I have tried googling it as well as finding it here.

Many people here talk about it, but what actually is a DAG?

Best Answer

DAG stands for Directed Acyclic Graph. In Ethereum, a DAG is created every epoch using a version of the Dagger-Hashimoto Algorithm combining Vitalik Buterin's Dagger algorithm and Thaddeus Dryja's Hashimoto algorithm.

There are quite a few places where the DAG is defined in the docs and literature. These are collated below:

From the yellow paper:

...d being the current DAG, a large data set needed to compute the mix-hash...

From Wikipedia:

Directed Acyclic Graph: image credit David Eppstein

enter image description here

In mathematics and computer science, a directed acyclic graph (DAG), is a finite directed graph with no directed cycles. That is, it consists of finitely many vertices and edges, with each edge directed from one vertex to another, such that there is no way to start at any vertex v and follow a consistently-directed sequence of edges that eventually loops back to v again. Equivalently, a DAG is a directed graph that has a topological ordering, a sequence of the vertices such that every edge is directed from earlier to later in the sequence.

From https://github.com/ethereum/wiki/wiki/Ethash-DAG:

...a great huge dataset known as the DAG...

The Ethash algorithm expects the DAG as a two-dimensional array of uint32s (4-byte unsigned ints), with dimension (n × 16) where n is a large number. (n starts at 16777186 and grows from there.) Following the magic number, the rows of the DAG should be written sequentially into the file, with no delimiter between rows and each unint32 encoded in little-endian format.

From Vitalik Buterin's (I think) Dagger Paper, Dec 2013:

Dagger, a memory-hard proof of work based on moderately connected directed acyclic graphs (DAGs, hence the name), which, while far from optimal, has much stronger memory-hardness properties than anything else in use today.

Essentially, the Dagger algorithm works by creating a directed acyclic graph (the technical term for a tree where each node is allowed to have multiple parents) with ten levels including the root and a total of 2^25 - 1 values.

From https://github.com/ethereum/wiki/wiki/Mining#so-what-is-mining-anyway:

...calculating the PoW (Proof of Work) requires subsets of a fixed resource dependent on the nonce and block header.
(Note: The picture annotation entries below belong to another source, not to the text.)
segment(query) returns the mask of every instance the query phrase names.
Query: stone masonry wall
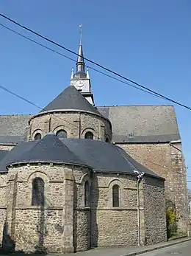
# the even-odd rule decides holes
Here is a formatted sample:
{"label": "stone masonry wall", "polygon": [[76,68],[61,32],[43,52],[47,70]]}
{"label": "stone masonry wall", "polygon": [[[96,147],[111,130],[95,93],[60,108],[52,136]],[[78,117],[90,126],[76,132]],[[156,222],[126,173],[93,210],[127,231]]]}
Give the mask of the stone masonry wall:
{"label": "stone masonry wall", "polygon": [[0,145],[0,151],[10,151],[14,147],[12,145]]}
{"label": "stone masonry wall", "polygon": [[6,218],[7,174],[0,174],[0,246],[2,246]]}
{"label": "stone masonry wall", "polygon": [[30,122],[28,139],[33,139],[37,133],[40,133],[43,137],[50,131],[56,133],[60,129],[65,130],[68,138],[84,138],[87,131],[91,131],[95,139],[104,141],[106,136],[112,139],[109,121],[82,112],[48,113],[35,117]]}
{"label": "stone masonry wall", "polygon": [[[45,182],[43,207],[32,205],[36,177]],[[73,165],[28,164],[10,168],[6,218],[15,250],[69,253],[90,249],[90,210],[83,205],[87,179],[90,170]]]}
{"label": "stone masonry wall", "polygon": [[90,204],[84,205],[84,183],[91,186],[90,170],[87,168],[76,170],[74,176],[73,207],[73,246],[75,251],[85,251],[90,249]]}
{"label": "stone masonry wall", "polygon": [[145,244],[167,241],[165,181],[144,177]]}
{"label": "stone masonry wall", "polygon": [[[112,188],[115,184],[120,189],[118,208],[112,207]],[[136,177],[130,175],[94,173],[91,188],[92,246],[137,244],[136,184]],[[143,205],[140,209],[143,212]]]}
{"label": "stone masonry wall", "polygon": [[[165,196],[176,204],[179,232],[187,233],[187,206],[184,161],[169,143],[119,144],[134,159],[165,179]],[[176,147],[181,151],[181,143]]]}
This resource (a few gigabyte size data) is called a DAG. The DAG is totally different every 30000 blocks (a 100 hour window, called an epoch) and takes a while to generate.
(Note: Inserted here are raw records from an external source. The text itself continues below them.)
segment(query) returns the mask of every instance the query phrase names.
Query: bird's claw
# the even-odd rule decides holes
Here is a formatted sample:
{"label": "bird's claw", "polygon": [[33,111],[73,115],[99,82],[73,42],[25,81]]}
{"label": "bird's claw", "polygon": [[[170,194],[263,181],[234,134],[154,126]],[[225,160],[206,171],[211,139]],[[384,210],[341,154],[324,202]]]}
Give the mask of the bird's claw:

From https://github.com/ethereum/wiki/wiki/Mining#ethash-dag

a DAG (directed acyclic graph) for the proof of work algorithm

From https://github.com/ethereum/wiki/wiki/Mining#the-algorithm

a large, transient, randomly generated dataset

From https://github.com/ethereum/wiki/wiki/Ethash

The DAG is the "dataset" in this description of the Ethash algorithm, emphasis mine:

  1. There exists a seed which can be computed for each block by scanning through the block headers up until that point.
  2. From the seed, one can compute a 16 MB pseudorandom cache. Light clients store the cache.
  3. From the cache, we can generate a 1 GB dataset, with the property that each item in the dataset depends on only a small number of items from the cache. Full clients and miners store the dataset. The dataset grows linearly with time.
  4. Mining involves grabbing random slices of the dataset and hashing them together. Verification can be done with low memory by using the cache to regenerate the specific pieces of the dataset that you need, so you only need to store the cache.